CamLit: Unified Video Diffusion with Explicit Camera and Lighting Control
This work addresses the need for simplified and integrated control over camera and lighting in video generation for applications like virtual reality or content creation, representing a novel integration rather than an incremental improvement.
CamLit tackles the problem of generating videos with controlled camera and lighting from a single image by introducing a unified diffusion model that jointly performs novel view synthesis and relighting, achieving high-fidelity outputs comparable to state-of-the-art methods in both tasks.

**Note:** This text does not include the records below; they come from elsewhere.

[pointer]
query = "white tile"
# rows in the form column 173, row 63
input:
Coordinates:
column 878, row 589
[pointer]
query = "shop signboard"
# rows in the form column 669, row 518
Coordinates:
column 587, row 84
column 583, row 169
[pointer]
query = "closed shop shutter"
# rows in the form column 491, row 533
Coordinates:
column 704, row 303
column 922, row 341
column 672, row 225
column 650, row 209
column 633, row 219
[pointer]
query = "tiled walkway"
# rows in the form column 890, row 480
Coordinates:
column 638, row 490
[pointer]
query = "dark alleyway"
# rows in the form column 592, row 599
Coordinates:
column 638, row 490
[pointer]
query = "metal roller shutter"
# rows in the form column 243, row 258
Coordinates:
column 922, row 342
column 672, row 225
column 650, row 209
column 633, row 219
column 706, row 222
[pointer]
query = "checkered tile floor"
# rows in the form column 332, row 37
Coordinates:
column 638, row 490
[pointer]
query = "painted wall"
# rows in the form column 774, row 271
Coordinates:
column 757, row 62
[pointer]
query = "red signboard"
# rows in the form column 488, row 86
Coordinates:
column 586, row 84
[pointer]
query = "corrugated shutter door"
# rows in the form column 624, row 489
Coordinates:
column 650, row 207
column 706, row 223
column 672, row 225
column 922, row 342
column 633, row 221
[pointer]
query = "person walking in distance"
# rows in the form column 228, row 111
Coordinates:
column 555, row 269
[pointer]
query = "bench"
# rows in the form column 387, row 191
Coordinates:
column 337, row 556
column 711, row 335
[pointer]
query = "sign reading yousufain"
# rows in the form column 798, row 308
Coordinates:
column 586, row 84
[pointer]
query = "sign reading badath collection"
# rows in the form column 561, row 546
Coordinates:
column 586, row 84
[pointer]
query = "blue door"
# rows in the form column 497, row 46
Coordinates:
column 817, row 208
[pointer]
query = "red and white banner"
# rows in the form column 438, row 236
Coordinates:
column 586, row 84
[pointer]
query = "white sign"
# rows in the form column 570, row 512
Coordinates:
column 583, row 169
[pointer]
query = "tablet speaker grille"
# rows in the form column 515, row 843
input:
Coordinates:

We present CamLit, the first unified video diffusion model that jointly performs novel view synthesis (NVS) and relighting from a single input image. Given one reference image, a user-defined camera trajectory, and an environment map, CamLit synthesizes a video of the scene from new viewpoints under the specified illumination. Within a single generative process, our model produces temporally coherent and spatially aligned outputs, including relit novel-view frames and corresponding albedo frames, enabling high-quality control of both camera pose and lighting. Qualitative and quantitative experiments demonstrate that CamLit achieves high-fidelity outputs on par with state-of-the-art methods in both novel view synthesis and relighting, without sacrificing visual quality in either task. We show that a single generative model can effectively integrate camera and lighting control, simplifying the video generation pipeline while maintaining competitive performance and consistent realism.